English
If f is a cycle, then the sign of f equals -(-1)^{|supp(f)|}, where supp(f) is the set of elements moved by f.
Русский
Пусть f — цикл; знак f равен -(-1)^{|Опора(f)|}, где Опора(f) — множество элементов, смещаемых f.
LaTeX
$$\( \operatorname{sign}(f) = -(-1)^{|\operatorname{supp}(f)|} \quad \text{when } f \text{ is a cycle}.$$
Lean4
theorem sign {f : Perm α} (hf : IsCycle f) : sign f = -(-1) ^ #f.support :=
let ⟨x, hx⟩ := hf
calc
Perm.sign f = Perm.sign (swap x (f x) * (swap x (f x) * f)) := by {
rw [← mul_assoc, mul_def, mul_def, swap_swap, trans_refl]
}
_ = -(-1) ^ #f.support :=
if h1 : f (f x) = x then
by
have h : swap x (f x) * f = 1 := by
simp only [mul_def, one_def]
rw [hf.eq_swap_of_apply_apply_eq_self hx.1 h1, swap_apply_left, swap_swap]

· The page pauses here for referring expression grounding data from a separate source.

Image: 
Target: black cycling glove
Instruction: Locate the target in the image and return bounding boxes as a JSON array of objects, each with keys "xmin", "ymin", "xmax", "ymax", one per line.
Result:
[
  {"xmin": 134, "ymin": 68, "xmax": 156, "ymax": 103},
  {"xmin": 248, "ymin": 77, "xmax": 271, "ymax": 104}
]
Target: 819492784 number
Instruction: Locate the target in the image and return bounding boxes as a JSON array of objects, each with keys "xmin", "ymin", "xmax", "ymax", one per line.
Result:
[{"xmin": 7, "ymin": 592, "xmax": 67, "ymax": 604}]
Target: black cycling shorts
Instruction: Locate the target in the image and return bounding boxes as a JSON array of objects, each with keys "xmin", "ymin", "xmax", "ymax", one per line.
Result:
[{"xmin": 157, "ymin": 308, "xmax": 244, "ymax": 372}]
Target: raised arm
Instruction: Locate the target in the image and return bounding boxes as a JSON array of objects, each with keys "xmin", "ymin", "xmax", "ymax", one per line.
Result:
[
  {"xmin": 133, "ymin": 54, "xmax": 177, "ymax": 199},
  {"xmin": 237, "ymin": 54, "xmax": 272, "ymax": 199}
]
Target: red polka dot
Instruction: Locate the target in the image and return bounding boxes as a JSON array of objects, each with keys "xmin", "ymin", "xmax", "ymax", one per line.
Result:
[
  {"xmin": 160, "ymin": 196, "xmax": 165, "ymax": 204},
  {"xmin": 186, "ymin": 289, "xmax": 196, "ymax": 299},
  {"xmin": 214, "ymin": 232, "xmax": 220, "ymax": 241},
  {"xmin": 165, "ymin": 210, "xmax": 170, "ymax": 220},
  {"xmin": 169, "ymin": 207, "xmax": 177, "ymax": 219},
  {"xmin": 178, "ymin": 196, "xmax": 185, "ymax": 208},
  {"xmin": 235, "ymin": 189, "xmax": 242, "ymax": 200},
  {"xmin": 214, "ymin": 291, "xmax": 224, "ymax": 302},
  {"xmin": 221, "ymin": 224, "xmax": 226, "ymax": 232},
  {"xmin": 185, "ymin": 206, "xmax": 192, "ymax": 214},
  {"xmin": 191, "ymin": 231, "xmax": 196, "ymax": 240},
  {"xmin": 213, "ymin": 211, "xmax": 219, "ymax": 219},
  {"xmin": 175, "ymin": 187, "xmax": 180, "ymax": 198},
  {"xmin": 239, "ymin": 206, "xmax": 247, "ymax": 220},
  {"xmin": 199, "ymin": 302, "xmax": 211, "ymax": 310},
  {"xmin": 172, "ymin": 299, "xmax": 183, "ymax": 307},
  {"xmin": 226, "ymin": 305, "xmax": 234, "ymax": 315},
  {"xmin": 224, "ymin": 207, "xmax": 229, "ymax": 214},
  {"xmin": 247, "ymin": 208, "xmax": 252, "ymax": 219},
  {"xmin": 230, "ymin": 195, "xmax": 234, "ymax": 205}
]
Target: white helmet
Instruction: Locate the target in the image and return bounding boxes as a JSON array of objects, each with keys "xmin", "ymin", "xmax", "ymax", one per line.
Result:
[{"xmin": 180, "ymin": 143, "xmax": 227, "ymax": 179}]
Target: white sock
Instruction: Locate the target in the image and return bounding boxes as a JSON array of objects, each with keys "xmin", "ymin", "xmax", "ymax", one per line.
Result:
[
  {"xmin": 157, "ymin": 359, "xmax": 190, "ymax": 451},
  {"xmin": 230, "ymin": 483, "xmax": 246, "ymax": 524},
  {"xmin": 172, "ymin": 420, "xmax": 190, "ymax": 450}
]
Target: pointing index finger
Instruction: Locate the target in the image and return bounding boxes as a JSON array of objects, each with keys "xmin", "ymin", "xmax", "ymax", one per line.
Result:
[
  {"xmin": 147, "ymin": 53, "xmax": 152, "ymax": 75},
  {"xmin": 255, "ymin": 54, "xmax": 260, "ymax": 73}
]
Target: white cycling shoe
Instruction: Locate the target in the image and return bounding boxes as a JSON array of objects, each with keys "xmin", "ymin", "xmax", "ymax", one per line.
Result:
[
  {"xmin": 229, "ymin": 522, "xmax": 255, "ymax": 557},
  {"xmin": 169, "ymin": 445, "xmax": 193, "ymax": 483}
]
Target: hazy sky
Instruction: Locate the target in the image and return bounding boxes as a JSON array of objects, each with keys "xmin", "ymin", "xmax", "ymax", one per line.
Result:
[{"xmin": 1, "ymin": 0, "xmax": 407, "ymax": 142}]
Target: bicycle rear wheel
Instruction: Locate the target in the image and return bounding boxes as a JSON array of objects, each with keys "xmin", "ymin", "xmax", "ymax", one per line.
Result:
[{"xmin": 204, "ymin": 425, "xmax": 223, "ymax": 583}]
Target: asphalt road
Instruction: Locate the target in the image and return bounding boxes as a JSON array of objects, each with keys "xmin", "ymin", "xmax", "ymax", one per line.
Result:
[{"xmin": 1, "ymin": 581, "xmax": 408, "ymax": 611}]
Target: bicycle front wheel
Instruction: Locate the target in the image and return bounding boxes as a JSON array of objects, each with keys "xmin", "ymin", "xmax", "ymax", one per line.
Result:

rw [sign_mul, sign_swap hx.1.symm, h, sign_one, hf.eq_swap_of_apply_apply_eq_self hx.1 h1,
card_support_swap hx.1.symm]
rfl
else
by
have h : #(swap x (f x) * f).support + 1 = #f.support := by
rw [← insert_erase (mem_support.2 hx.1), support_swap_mul_eq _ _ h1, card_insert_of_notMem (notMem_erase _ _),
sdiff_singleton_eq_erase]
rw [sign_mul, sign_swap hx.1.symm, (hf.swap_mul hx.1 h1).sign, ← h]
simp only [mul_neg, neg_mul, one_mul, neg_neg, pow_add, pow_one, mul_one]
termination_by #f.support